Moreover, as atmospheric humidity increases, water re-enters the wine from the air through condensation. In the extreme at 100% relative humidity, for every molecule of water that evaporates from the wine, another molecule re-enters it through condensation, resulting in a loss only of alcohol through evaporation.

Mark Lipton

Hence the Avrils' interest in humidifying the cellar, to increase the rate of alcohol evaporation relative to the water, thus decreasing the alcohol in the wine, no?
 
I can say that, somewhat counter-intuitively, the best pinot noir I've had from Alsace was from the northernmost grand cru (the Steinklotz; a fascinating balance of delicacy, fruit, and minerality), and almost all the next best pinot noirs have been ross. But the problems with Alsatian pinot noir run the gamut, from under- to overripe, from too acidic to too goopy, from overly spare to lavishly wooded. Why not try oxidation? At this point, it couldn't hurt.

But as for the alcohol, I really don't think you need to look beyond the usual reasons.
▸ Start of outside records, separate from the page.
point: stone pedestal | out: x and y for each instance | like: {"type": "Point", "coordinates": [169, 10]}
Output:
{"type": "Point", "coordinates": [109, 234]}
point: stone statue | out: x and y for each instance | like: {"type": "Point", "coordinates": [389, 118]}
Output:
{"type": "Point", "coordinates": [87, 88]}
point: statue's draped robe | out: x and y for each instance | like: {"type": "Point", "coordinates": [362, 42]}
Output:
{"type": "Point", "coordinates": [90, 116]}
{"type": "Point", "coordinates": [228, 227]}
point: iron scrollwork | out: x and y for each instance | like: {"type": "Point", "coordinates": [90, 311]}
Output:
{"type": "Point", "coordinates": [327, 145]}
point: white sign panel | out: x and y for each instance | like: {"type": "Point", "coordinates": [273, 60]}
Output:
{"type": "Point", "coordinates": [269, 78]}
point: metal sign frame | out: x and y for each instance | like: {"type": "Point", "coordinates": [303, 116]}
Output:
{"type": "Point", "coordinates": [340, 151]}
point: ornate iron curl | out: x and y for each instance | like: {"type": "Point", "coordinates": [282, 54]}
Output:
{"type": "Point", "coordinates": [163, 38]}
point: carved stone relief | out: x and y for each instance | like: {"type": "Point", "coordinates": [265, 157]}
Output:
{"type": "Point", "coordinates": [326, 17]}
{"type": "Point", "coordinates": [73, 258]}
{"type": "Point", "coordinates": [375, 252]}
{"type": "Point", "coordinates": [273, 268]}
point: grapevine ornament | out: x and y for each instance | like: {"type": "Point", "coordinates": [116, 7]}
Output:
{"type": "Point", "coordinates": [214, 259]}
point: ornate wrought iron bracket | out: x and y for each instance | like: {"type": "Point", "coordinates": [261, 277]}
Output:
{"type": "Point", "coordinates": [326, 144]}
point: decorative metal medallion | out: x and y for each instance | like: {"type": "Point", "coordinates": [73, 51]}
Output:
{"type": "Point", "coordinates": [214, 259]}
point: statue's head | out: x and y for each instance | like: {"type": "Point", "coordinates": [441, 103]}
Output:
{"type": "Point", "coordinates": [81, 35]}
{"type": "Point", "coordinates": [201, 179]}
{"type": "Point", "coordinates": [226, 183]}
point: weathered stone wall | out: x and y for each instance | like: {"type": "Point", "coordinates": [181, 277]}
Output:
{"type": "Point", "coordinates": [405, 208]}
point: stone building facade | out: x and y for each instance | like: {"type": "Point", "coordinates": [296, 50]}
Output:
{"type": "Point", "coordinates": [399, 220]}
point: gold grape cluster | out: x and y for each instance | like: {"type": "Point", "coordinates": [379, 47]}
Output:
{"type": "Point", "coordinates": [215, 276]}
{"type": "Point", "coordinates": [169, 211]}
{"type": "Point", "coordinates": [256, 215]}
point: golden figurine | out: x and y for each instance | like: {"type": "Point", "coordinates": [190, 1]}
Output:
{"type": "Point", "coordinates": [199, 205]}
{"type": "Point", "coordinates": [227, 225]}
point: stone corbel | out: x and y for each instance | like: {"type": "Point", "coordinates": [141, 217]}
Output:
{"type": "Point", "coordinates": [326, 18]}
A producer I won't name got a pinot noir, for which they are not known, over 15% (for which they are also not known) without even trying very hard in a recent year of heated repute. It actually did taste a little Santa Rita Hills-ish in some way. And it was the second time in three years. Best you don't ask about their gewurztraminer in those same years.
 
originally posted by Rahsaan:
But, there may be some interesting predictions for the future from these cross-regional comparisons if I understand correctly via Thor that the heavy Alsatians are a relatively-recent phenomenon? Whereas Austrian heavyweights are more of a historic/classic style?

I'm not very knowledgable about Austrian wine, but my impression is that what is produced and considered marketable has changed a lot in the past three decades, due to fallout from the glycol scandal, changes in export markets and changes in what both the Austian market and its producers expect from themselves.